エグリシ氏族諸侯の兵を中心とした軍が連れ立つ大量の荷馬車の中には、一台だけ異様なものがある。屋根のあるその馬車は、荷を運ぶにしては小綺麗で装飾や彫り込みによっていやに彩りがあった。
閉鎖的な荷台の中も異様で、ナリカラ教会と総督府の連絡役である筈のザヘシ司祭が乗り込み、金で縁取られた細長い艶のある箱が並んでいる。
少し薄暗い馬車の中で、円柱形帽子を被ったゴブリンは、ちらりと箱に視線を送った。
「……まさかザリャン氏族より先に人間相手へ使う事になるとは……まぁ、ザリャンより人間の方が驚きそうではありますが」
やがてゴブリンの司祭は目を閉じ、薬指と小指を折り曲げての三本指で斜めに十字を描く。

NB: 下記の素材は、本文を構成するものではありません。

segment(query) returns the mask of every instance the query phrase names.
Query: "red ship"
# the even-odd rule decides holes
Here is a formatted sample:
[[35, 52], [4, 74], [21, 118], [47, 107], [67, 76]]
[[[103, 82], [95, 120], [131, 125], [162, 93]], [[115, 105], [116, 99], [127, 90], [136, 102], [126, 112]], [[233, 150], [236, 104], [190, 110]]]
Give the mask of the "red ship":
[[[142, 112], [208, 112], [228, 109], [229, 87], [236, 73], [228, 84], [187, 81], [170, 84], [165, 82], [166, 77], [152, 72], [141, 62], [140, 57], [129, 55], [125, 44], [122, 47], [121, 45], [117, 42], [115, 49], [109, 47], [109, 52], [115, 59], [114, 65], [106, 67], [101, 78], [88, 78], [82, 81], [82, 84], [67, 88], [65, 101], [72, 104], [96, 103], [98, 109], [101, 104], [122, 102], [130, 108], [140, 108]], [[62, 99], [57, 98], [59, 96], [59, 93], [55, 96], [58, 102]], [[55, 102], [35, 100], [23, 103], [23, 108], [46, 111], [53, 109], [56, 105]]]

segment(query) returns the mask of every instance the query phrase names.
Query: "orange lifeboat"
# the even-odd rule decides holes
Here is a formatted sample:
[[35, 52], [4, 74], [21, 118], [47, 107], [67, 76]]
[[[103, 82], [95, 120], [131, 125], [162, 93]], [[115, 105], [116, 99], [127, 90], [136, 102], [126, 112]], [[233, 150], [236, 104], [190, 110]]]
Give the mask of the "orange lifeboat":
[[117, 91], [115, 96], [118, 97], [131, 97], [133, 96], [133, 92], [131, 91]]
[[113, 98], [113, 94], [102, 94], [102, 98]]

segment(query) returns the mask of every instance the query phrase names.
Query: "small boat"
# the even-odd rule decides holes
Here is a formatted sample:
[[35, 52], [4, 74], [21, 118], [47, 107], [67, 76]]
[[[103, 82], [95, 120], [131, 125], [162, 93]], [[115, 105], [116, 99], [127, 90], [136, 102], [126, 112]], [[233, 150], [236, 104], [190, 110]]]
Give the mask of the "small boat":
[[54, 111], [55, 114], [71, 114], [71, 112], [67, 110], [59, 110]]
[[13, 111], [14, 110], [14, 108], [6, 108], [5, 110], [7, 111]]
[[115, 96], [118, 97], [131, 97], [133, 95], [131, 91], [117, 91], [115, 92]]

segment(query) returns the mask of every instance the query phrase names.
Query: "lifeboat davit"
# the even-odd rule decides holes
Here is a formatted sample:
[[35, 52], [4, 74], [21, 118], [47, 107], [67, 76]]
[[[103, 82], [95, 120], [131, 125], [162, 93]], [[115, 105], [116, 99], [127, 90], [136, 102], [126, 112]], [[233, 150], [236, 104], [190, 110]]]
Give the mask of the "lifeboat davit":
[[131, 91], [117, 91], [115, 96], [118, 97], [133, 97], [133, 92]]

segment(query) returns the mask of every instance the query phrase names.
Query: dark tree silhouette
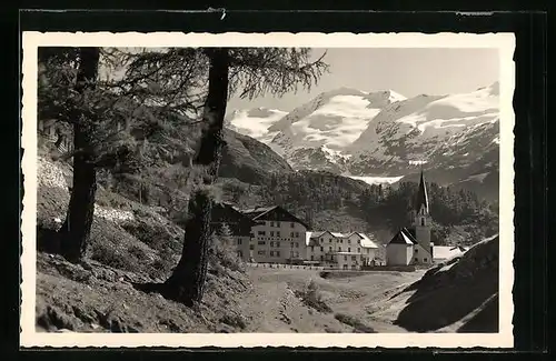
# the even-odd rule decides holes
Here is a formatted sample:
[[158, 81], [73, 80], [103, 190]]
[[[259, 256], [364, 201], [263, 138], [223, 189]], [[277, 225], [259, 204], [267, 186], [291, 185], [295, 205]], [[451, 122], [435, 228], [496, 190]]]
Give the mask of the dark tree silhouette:
[[[181, 68], [191, 70], [160, 87], [146, 87], [145, 74], [126, 74], [103, 80], [99, 67], [110, 68], [136, 59], [137, 54], [107, 48], [40, 48], [38, 107], [40, 119], [54, 119], [72, 126], [72, 151], [63, 156], [73, 162], [73, 180], [68, 212], [59, 230], [60, 253], [80, 262], [90, 240], [97, 191], [97, 171], [135, 172], [145, 166], [141, 149], [157, 132], [163, 112], [181, 110], [178, 101], [192, 87], [199, 73], [198, 62], [185, 58]], [[158, 100], [146, 106], [147, 100]], [[166, 100], [166, 101], [165, 101]], [[132, 132], [140, 136], [133, 136]]]
[[[95, 89], [99, 57], [99, 48], [79, 49], [76, 91], [81, 96], [89, 88]], [[60, 229], [60, 250], [71, 262], [81, 260], [89, 243], [97, 192], [97, 171], [90, 151], [96, 122], [81, 119], [83, 117], [87, 116], [72, 109], [72, 118], [77, 120], [73, 122], [73, 147], [81, 151], [73, 157], [73, 185], [68, 213]]]

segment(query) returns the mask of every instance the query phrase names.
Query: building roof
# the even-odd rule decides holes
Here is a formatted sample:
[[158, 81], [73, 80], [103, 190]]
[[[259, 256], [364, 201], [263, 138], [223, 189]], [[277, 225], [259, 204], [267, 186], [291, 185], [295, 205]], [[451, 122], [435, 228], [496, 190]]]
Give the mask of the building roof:
[[336, 238], [342, 238], [342, 239], [356, 234], [359, 237], [363, 248], [378, 248], [378, 245], [371, 240], [371, 238], [368, 234], [361, 232], [351, 232], [351, 233], [330, 232], [330, 231], [306, 232], [306, 240], [305, 240], [306, 244], [309, 245], [311, 240], [320, 238], [325, 233], [329, 233]]
[[415, 210], [419, 211], [421, 205], [425, 205], [425, 210], [428, 212], [428, 194], [423, 171], [420, 172], [419, 189], [417, 190], [417, 195], [415, 197]]
[[388, 242], [388, 244], [418, 244], [417, 240], [411, 235], [407, 228], [400, 229]]
[[433, 248], [433, 259], [447, 260], [464, 254], [466, 251], [467, 249], [465, 247], [435, 245]]

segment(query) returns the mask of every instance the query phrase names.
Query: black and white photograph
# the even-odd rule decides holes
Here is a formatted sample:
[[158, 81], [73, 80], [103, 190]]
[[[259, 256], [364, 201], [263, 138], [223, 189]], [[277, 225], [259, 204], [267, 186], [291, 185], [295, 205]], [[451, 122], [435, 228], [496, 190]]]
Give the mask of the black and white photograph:
[[90, 36], [23, 33], [22, 343], [512, 345], [512, 36]]

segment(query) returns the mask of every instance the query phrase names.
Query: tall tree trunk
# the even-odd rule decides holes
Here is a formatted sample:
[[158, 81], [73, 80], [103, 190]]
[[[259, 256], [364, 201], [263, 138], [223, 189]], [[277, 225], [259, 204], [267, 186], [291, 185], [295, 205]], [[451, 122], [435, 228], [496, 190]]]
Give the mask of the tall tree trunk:
[[203, 111], [199, 153], [193, 166], [206, 168], [205, 187], [192, 191], [189, 199], [189, 219], [186, 223], [183, 250], [178, 265], [166, 281], [166, 295], [187, 305], [202, 300], [208, 268], [210, 215], [212, 202], [207, 185], [215, 182], [224, 148], [224, 117], [228, 100], [228, 50], [207, 50], [210, 57], [209, 89]]
[[[81, 48], [79, 57], [76, 90], [83, 93], [96, 86], [100, 50]], [[89, 243], [97, 192], [97, 170], [90, 147], [95, 121], [85, 119], [79, 112], [75, 117], [78, 119], [73, 123], [73, 149], [78, 151], [73, 157], [73, 187], [66, 221], [60, 229], [60, 251], [70, 262], [81, 261]]]

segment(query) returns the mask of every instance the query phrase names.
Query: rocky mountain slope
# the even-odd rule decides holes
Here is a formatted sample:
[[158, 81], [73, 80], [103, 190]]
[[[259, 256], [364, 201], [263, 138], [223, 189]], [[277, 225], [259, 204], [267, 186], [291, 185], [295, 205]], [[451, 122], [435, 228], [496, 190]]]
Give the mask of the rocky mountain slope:
[[[428, 179], [497, 194], [499, 83], [468, 93], [417, 96], [340, 88], [282, 116], [236, 111], [230, 129], [251, 136], [294, 169], [411, 180], [426, 160]], [[484, 181], [486, 179], [486, 181]]]

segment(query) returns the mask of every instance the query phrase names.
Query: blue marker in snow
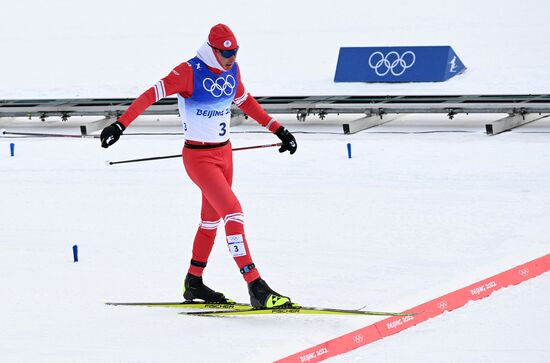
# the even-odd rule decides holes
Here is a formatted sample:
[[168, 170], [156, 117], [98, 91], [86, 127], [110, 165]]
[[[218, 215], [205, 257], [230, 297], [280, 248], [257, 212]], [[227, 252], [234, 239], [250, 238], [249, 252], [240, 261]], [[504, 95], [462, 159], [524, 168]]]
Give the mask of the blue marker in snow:
[[73, 259], [74, 259], [74, 262], [78, 262], [78, 246], [77, 245], [73, 246]]

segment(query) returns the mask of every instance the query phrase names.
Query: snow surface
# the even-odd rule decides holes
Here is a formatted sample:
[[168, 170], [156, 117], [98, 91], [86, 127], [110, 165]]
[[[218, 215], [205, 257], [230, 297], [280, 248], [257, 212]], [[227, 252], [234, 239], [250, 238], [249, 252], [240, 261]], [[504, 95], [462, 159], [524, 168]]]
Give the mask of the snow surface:
[[[223, 17], [199, 3], [76, 4], [2, 5], [0, 99], [135, 97], [192, 56], [219, 21], [239, 37], [254, 94], [550, 88], [550, 5], [541, 1], [210, 2]], [[392, 44], [452, 45], [468, 71], [434, 84], [332, 82], [339, 46]], [[351, 136], [341, 119], [289, 118], [295, 155], [236, 152], [235, 191], [264, 278], [304, 305], [403, 310], [549, 253], [550, 122], [489, 137], [489, 116], [409, 116]], [[181, 150], [178, 135], [131, 135], [178, 126], [140, 123], [107, 150], [95, 139], [0, 136], [0, 361], [268, 362], [378, 320], [105, 306], [180, 299], [199, 220], [200, 195], [181, 160], [105, 165]], [[2, 122], [78, 133], [56, 120], [32, 125]], [[274, 141], [247, 132], [259, 130], [235, 127], [233, 145]], [[550, 362], [549, 276], [333, 360]], [[248, 297], [221, 230], [205, 279]]]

ディアウヒまでの道中、傭兵として志願兵を募り、兵数を膨れ上がらせながら行軍を続けたナリカラ軍は、ディアウヒでスラミの軍と合流。
更に国境砦で待機していたオルベラ氏族軍とも合流し、ナリカラの外側へと黒地に斜交赤十字の旗を進めた。
これはバグラティオニ大王の対魔族遠征以来、約百三十年振りに斜交赤十字がナリカラの外へ出た事になる。
総勢二千を超える大軍勢が目指すは、ただ一つ。冒険者が集う人間の都市クロムであった。